Martin MacInnes is the author of In Ascension, which was longlisted for the Booker Prize 2023.  An author and essayist based in Scotland, MacInnes has been longlisted for the Saltire Award for his debut novel, Infinite Ground, which also won the Somerset Maugham award. In 2020, MacInnes was named by the National Centre for Writing as one of the ten UK writers ‘asking the questions that will shape our future’.

In 2014, MacInnes won the Manchester Writing Competition for his short story Our Disorder. The Competition is the UK’s biggest prize for unpublished work, and is run by the Manchester Writing School at Manchester Metropolitan University.

We caught up with MacInnes ahead of this year’s Manchester Writing Competition to find out his thoughts on the prize, advice for writers considering entering the international competition this year, and how ecology influences his writing.


Congratulations on being longlisted for the Booker Prize 2023! How does it feel, and what would winning the prize mean to you?

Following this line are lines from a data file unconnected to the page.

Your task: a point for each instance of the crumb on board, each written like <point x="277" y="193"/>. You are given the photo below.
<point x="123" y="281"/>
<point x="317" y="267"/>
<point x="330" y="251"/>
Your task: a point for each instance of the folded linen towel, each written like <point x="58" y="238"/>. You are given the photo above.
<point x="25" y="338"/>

It feels a little surreal. I’m very fortunate, as it’s given me more exposure than I’ve ever had before, and more readers are coming to my work.

How did winning the Manchester Fiction Prize affect how you thought about your career and your writing?

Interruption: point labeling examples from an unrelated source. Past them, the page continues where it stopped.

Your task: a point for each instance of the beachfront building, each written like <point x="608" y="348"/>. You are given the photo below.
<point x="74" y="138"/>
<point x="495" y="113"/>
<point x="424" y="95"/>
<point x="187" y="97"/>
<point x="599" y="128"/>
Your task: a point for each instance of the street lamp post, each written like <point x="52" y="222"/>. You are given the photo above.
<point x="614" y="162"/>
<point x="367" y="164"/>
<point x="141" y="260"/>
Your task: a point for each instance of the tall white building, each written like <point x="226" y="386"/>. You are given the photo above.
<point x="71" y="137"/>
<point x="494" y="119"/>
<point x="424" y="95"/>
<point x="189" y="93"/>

I’d say winning the prize was probably the most significant moment in my life. I can remember every detail of that night, from nervously rehearsing my reading in the hotel beforehand, to my shock when [Manchester Writing School manager] James Draper read out my name from the golden envelope, then walking onto the stage as an out of body experience. I’m incredibly grateful for the generosity of the prize, and the trust the judges put in me. I felt a duty to vindicate the decision, to show that the judges’ confidence in me was earned. I knew that the win had given me a platform and an opportunity, and I wanted to make the most of that. I remember saying to Nicholas Royle that ‘I will write novels with this,’ and thankfully I was able to do that.

You described your work as ‘not necessarily the easiest sell’, how did you gain confidence to put your unique voice out there?

I’ve always thought that what I was writing had value – I wouldn’t have written it otherwise – it’s just that it wasn’t necessarily ‘trendy’ or whatever. And if I wanted my work to be read, which I did, then sending it to agents and publishers was a necessary step. The worst they could do was say no – nothing really bad could happen, so having the confidence to do this was never an issue.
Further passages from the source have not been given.